I’ve written here before about the concept of homomorphic encryption, a technique that allows encrypted data to be processed to get an encrypted result; when the result is decrypted, it will be the same as would be obtained using unencrypted data from the beginning. Craig Gentry, of IBM, published a mathematical proof of the concept in 2009, and some trial implementations have been built. Although there is considerable interest in the concept, to date the very large performance penalty associated with the technique has been a problem.
CryptDB, a piece of database software the researchers presented in a paper at the Symposium on Operating System Principles in October, allows users to send queries to an encrypted set of data and get almost any answer they need from it without ever decrypting the stored information, a trick that keeps the info safe from hackers, accidental loss and even snooping administrators.
The paper is available here [PDF].
The MIT group had two key insights. The first was that, although a fully general homomorphic encryption algorithm was very complex, there were existing algorithms that had similar properties for particular operations. (For example, a method called Paillier encryption allows addition of the encrypted data.) The second insight was that standard SQL queries do not require all that many types of operations. Their approach was to try to find a collection of algorithms that, taken together, would allow the necessary operations to be performed.
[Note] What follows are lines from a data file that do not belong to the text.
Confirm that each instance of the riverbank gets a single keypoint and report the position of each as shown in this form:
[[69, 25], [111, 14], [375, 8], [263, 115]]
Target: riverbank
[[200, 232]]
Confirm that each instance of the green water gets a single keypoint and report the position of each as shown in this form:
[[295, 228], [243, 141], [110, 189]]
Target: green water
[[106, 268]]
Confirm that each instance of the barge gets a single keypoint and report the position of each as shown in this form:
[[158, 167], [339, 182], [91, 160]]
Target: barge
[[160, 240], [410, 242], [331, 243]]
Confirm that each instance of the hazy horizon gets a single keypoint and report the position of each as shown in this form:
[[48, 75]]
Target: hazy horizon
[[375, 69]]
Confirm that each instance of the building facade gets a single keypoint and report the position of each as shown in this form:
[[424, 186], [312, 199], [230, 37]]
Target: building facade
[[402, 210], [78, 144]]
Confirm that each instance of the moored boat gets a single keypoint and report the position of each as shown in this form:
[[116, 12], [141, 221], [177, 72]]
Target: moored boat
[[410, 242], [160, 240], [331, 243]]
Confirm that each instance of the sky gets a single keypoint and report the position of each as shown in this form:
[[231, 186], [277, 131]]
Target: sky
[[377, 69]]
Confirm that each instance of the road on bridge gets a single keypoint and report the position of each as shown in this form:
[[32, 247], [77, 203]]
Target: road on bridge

“The insight we had, the cool idea, is that SQL queries in a database are composed of relatively few types of operations: equal to, less than, summing up, sorting,” says MIT professor of software technology Nickolai Zeldovich. “For each operation, we were able to find an encryption scheme that is quite efficient at computing on encrypted data.”
The CryptDB approach “wraps” the data with layers of encryption, each of which allows different kinds of operations to be performed on the encrypted data. Depending on the processing to be performed, different layers of encryption are removed, but the data is never fully decrypted. Not surprisingly, this does not provide perfect security.
CryptDB has its limits, the MIT researchers warn–no square roots, for one example. And while the data is never completely decrypted, it does “leak” information about the underlying data when enough outer layers of encryption are removed, revealing attributes like which data points are equal to each other.
Still, the method does provide some significant protection, and its limitations did not seem to have too severe an impact on a sample of real data base queries. Further work will certainly be needed to delineate what can and can’t be done with the CryptDB approach, but it does seem to be the most practical method for processing encrypted data developed so far.